Dans le choix de l’un ou l’autre de ces régimes, le notaire sera à même d’étudier avec vous quelle sera la solution et ses variantes les mieux adaptées à vos souhaits et intérêts.

Il est toujours possible de changer de régime matrimonial, après une période minimum de mariage de deux années. Ce changement sera soumis à l’approbation d’un juge de tribunal de grande instance. Il devra statuer sur le bien fondé de la demande, fonction de l’intérêt des familles et des enfants afin que personne ne soit lésé lors de cette modification.




> Le PACS ou Pacte Civile de solidarité


Il s’agit d’un contrat liant deux personnes physiques, avec pour but l’organisation de la vie commune au même titre qu’un régime marital. Il va faire l’objet d’un dépôt auprès du greffe du tribunal d’instance du ressort de la résidence commune et sera de forme standard à minima ou rédigé par un avocat ou un notaire en fonction des souhaits des partenaires.

Avantage fiscal en matière de succession ou donation

- Appartenance des biens :

A défaut de précision au contrat, les biens sont soumis au même statut que celui de la séparation de biens. Ils sont réputés appartenir en propre, à l’un ou l’autre des partenaires, les biens sans justificatif d’appartenance seront réputés leur appartenir conjointement.
- Les droits des partenaires :

Attention, dans le cas d’un décès, les partenaires d’un PACS sont considérés comme des tiers dans le cadre de leur succession, par conséquent en l’absence de testament, sans aucun droit l’un par rapport à l’autre. Ils bénéficieront toutefois, par rapport aux personnes en simple concubinage, de quelques avantages fiscaux supplémentaires en succession ou donation.

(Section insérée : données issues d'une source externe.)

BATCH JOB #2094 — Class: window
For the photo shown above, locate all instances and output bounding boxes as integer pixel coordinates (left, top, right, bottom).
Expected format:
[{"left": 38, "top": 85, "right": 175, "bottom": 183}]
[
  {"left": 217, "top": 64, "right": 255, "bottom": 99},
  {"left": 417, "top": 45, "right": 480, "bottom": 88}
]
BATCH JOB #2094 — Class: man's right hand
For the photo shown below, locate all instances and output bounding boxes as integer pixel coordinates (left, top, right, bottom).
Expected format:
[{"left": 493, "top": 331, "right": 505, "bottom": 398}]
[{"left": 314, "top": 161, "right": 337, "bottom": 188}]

Depuis le 1er Janvier 2007, le partenaire survivant a la jouissance gratuite de la résidence principale et son mobilier pendant l’année qui suit le décès de son partenaire.

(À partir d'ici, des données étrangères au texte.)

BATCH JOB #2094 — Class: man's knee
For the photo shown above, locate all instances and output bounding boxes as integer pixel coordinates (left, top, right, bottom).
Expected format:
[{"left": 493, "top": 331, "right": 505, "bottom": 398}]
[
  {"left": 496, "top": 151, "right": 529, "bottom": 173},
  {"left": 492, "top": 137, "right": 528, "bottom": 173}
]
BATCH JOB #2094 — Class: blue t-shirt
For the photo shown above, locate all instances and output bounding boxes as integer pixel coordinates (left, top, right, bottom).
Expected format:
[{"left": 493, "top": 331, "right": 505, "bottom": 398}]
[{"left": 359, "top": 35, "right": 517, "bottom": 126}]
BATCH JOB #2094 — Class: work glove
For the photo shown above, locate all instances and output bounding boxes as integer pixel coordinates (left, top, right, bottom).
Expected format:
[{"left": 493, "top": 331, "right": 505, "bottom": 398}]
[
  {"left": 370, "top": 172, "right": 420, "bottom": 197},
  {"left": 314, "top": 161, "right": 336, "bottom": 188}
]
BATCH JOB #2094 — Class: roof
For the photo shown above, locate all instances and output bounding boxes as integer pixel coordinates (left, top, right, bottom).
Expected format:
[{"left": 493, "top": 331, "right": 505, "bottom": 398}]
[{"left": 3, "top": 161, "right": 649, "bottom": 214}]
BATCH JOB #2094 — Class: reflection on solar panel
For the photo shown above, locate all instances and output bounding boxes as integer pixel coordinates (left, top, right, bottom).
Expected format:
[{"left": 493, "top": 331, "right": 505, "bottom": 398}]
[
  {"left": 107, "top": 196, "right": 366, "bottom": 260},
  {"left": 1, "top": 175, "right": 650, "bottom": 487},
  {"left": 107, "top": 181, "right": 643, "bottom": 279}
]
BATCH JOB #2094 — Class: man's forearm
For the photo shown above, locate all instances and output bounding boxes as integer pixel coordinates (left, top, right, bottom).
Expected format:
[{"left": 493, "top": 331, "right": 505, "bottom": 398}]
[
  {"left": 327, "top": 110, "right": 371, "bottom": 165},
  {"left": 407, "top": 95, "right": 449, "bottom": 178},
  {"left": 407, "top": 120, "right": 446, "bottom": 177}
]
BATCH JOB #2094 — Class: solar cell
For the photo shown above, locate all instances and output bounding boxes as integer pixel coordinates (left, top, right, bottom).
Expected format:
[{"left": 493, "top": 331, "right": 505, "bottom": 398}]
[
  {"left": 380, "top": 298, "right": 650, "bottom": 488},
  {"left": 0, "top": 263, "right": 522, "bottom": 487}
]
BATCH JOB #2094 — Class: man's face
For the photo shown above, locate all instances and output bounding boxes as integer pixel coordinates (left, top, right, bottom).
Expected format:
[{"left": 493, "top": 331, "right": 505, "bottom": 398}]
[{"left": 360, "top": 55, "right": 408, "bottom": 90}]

Le cas de l’achat immobilier considère les partenaires comme des indivisaires, propriétaires des parts mentionnées dans l’acte d’acquisition.

La liquidation par dissolution du PACS se fait en principe à l’amiable. En cas de désaccord, le tribunal de grande instance pourra statuer.




> L’achat en concubinage


Le statut de concubinage ou union libre n’est soumis à aucune loi. Aucune promesse écrite ou contrat ne liant les partenaires, le législateur n’interviendra donc pas pour statuer sur les modalités d’organisation et de séparation de la vie commune.

Les partenaires ne détiennent aucun droit l’un vis-à-vis de l’autre, en cas de séparation ou de décès.

Dans le cas d’un achat immobilier, il s’agira de déterminer les participations financières de chacun et de constituer une indivision en rapport. Chacun sera donc propriétaire en rapport avec sa quote-part de participation.

Les règles de gestion de l’indivision s’appliquant, toute décision devra être prise à l’unanimité et chacun peut quitter l’indivision à tout moment. (article 815 du code civil).

D’autres solutions telles que la SCI, ou la Tontine seront à étudier dans ce cas d’achat immobilier en union libre.